MCP-Browse
@tylergannon
An MCP Server that gives the LLM some basic browsing capabilities
Overview
What is MCP-Browse?
MCP-Browse is a browser control protocol for automating interactions with web pages, particularly e-commerce sites. It provides a clean interface for navigation, clicking, form input, downloading files, and executing JavaScript, using Protocol Buffers for efficient typed communication.
How to use MCP-Browse?
Install Go 1.18+ and Protocol Buffers compiler, clone the repository, run go mod download, generate Protocol Buffer code with buf generate, then create a client using NewMCPBrowserServiceClient and invoke gesture operations like Navigate, Click, and Input which return streamed responses.
Key features of MCP-Browse
- Gesture-based protocol for browser interactions
- Supports Navigation, Click, Input, Download, ExecuteScript
- Streamed responses for navigation and input gestures
- Uses Protocol Buffers for efficient typed communication
- Focused on automating e-commerce site workflows
Use cases of MCP-Browse
- Automate product page navigation and clicks
- Fill and submit e-commerce forms (add to cart, checkout)

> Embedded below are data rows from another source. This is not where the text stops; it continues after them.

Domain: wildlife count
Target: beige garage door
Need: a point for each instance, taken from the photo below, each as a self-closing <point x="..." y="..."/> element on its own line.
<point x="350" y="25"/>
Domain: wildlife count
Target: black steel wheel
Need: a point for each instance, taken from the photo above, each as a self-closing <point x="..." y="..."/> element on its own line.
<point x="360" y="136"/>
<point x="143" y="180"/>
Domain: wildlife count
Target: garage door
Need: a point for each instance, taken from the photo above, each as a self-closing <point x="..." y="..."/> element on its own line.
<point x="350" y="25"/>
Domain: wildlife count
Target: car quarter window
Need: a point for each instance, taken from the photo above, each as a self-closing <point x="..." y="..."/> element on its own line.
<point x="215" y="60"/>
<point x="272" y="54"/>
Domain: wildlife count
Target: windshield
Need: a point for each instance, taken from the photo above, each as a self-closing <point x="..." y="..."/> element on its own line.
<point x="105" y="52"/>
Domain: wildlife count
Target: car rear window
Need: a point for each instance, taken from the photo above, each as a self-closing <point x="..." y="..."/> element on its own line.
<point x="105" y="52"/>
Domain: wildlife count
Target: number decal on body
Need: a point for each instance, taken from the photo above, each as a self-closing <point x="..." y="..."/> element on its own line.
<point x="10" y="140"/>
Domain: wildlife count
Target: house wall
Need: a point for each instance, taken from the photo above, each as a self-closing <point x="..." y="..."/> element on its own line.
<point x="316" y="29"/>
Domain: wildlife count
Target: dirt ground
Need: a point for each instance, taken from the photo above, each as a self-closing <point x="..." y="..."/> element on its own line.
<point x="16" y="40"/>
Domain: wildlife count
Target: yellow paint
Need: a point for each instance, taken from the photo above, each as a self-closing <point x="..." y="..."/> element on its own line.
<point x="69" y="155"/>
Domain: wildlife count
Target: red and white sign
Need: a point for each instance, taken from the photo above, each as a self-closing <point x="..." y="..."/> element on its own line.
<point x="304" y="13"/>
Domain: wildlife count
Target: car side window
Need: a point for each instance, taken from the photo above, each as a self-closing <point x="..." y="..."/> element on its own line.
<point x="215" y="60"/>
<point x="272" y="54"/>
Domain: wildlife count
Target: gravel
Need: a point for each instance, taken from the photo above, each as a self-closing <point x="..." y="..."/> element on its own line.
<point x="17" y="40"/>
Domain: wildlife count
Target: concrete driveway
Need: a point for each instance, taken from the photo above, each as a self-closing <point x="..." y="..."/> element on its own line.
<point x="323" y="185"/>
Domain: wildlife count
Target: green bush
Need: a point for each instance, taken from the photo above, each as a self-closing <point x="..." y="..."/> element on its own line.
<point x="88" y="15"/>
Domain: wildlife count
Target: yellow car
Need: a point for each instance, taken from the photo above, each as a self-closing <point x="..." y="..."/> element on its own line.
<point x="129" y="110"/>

- Download images or files from web pages
- Execute custom JavaScript on pages to extract data
- Handle redirects during page navigation
FAQ from MCP-Browse
What runtime does MCP-Browse require?
Go 1.18+ and the Protocol Buffers compiler are required.
How does MCP-Browse handle page navigation?
It returns a stream with optional redirect events, page content or error info, and a completion event.
What types of browser interactions are supported?
Navigate, Click (by ID or CSS selector), Input (text, checkboxes, dropdowns), Download, and ExecuteScript.
Is MCP-Browse a standalone server or a library?
The README describes a client library; the protocol is server-based but the server implementation is not detailed in the provided text.
How are responses returned for different operations?
Browser gesture operations return streamed responses; utility operations (Download, ExecuteScript) return a single response.